Chinese tourism decline compounds the problem
Most operators have attributed these declines to a broader slowdown in Chinese visitation to the Philippines. Department of Tourism statistics confirm this trend, showing that China has dropped from second place on the Philippines’ list of tourism source markets in 2019, with almost 1.75 million visitors, to fourth place in 2024, with just 312,222.

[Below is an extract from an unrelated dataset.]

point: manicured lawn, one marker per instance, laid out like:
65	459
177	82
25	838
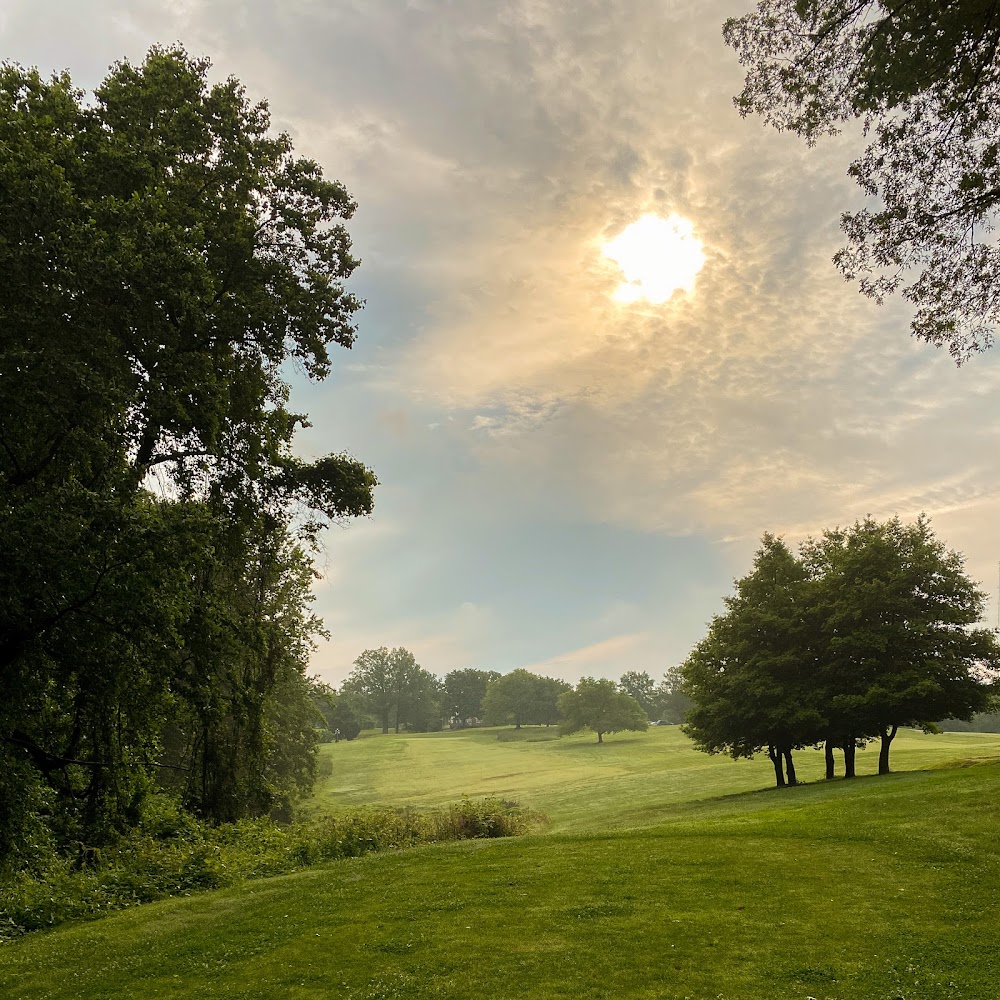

From January to April this year, Chinese tourists ranked only sixth among international visitors, with 92,659 arrivals — a 34.4 percent year-on-year decrease. Meanwhile, South Korea continues to top the list with 468,337 visitors, although this also represents an 18 percent decline.
However, Nam’s comments suggest that the ban on POGOs implemented by President Ferdinand Marcos Jr. late last year has had a more direct impact on casino revenues than previously acknowledged publicly. Since the ban was first announced in July, authorities have been dismantling POGO operations and expelling foreign nationals involved – many of whom were Chinese.
Nam pointed out that suppliers like Kangwon Land were drawn to the Philippine market due to its openness to a diverse range of gaming products. “The Philippine market offers a wide variety of games, featuring suppliers like Aristocrat, Light & Wonder, Jumbo, and others. While Kangwon Land is a smaller company, this openness gives us an opportunity to enter the market,” he explained.
From the perspective of Korean visitors, Nam noted that the Philippines presents a cost-effective option. He elaborated, saying that even with a betting limit of, for example, $10,000, Philippine casinos tend to offer substantial rewards, including room accommodations and other perks. In contrast, spending the same amount in Macau might yield no such benefits.